I would be curious to hear more about why this woman was angry---sounds like one of those that spends all their time gossiping and writing to the editors of every magazine and news article they disagree with. You know, a retired busybody :wink: ...I agreed before posting that bit about the mites, and still agree with you now about captive breds being essentially non-toxic, and I primarily wanted feedback from someone more experienced---I guess I kind of went 'fishing' for a response, so to speak, and I did expect a response like yours, in fact. I wanted anyone who went looking for a risk that dart frogs were poisonous to find this thread and it could put their worries to death. 

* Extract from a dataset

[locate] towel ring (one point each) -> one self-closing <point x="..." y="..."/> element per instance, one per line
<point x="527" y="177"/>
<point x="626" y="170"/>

If I got anyone mad at me for keeping poison darts, I would tell them plainly that they don't know what they're talking about because they are acting out of ignorance and are not educated on what they're angry about. I would tell them to spend less time sending frivolous emails warning people of things before they check them out on snopes.com and less time griping about life in general. I would further say that if they followed this advice, they might open up healthy communication lines with their husband again (Boy, wouldn't that go off well!). 8)


----------



## KeroKero (Jun 13, 2004)

They took the "poison" bit too far... it was at a reptile show of all places, I dunno, I doubt we were the only ones that felt her wrath that day. She wasn't old enough to be retired, I took her more as a misguided PETA person at first or something. Not sure. But it doesn't beat being at the Ed's Fly Meat table when some lady started on us about raising pest species at the ABG FrogDay show. I find it funny that she went after the person who had all their permits for every bug with them and could refer her to USDA to confirm. People need to get facts straight before picking a fight, but honestly those are just angry people that you likely can't change their mind anyways because they will always find something wrong with it (in the fly case, that USDA was letting them do it... bet the lady didn't know the flies are found all over the world naturally).


----------



## earthfrog (May 18, 2008)

KeroKero said:


> They took the "poison" bit too far... it was at a reptile show of all places, I dunno, I doubt we were the only ones that felt her wrath that day. She wasn't old enough to be retired, I took her more as a misguided PETA person at first or something. Not sure. But it doesn't beat being at the Ed's Fly Meat table when some lady started on us about raising pest species at the ABG FrogDay show. I find it funny that she went after the person who had all their permits for every bug with them and could refer her to USDA to confirm. People need to get facts straight before picking a fight, but honestly those are just angry people that you likely can't change their mind anyways because they will always find something wrong with it (in the fly case, that USDA was letting them do it... bet the lady didn't know the flies are found all over the world naturally).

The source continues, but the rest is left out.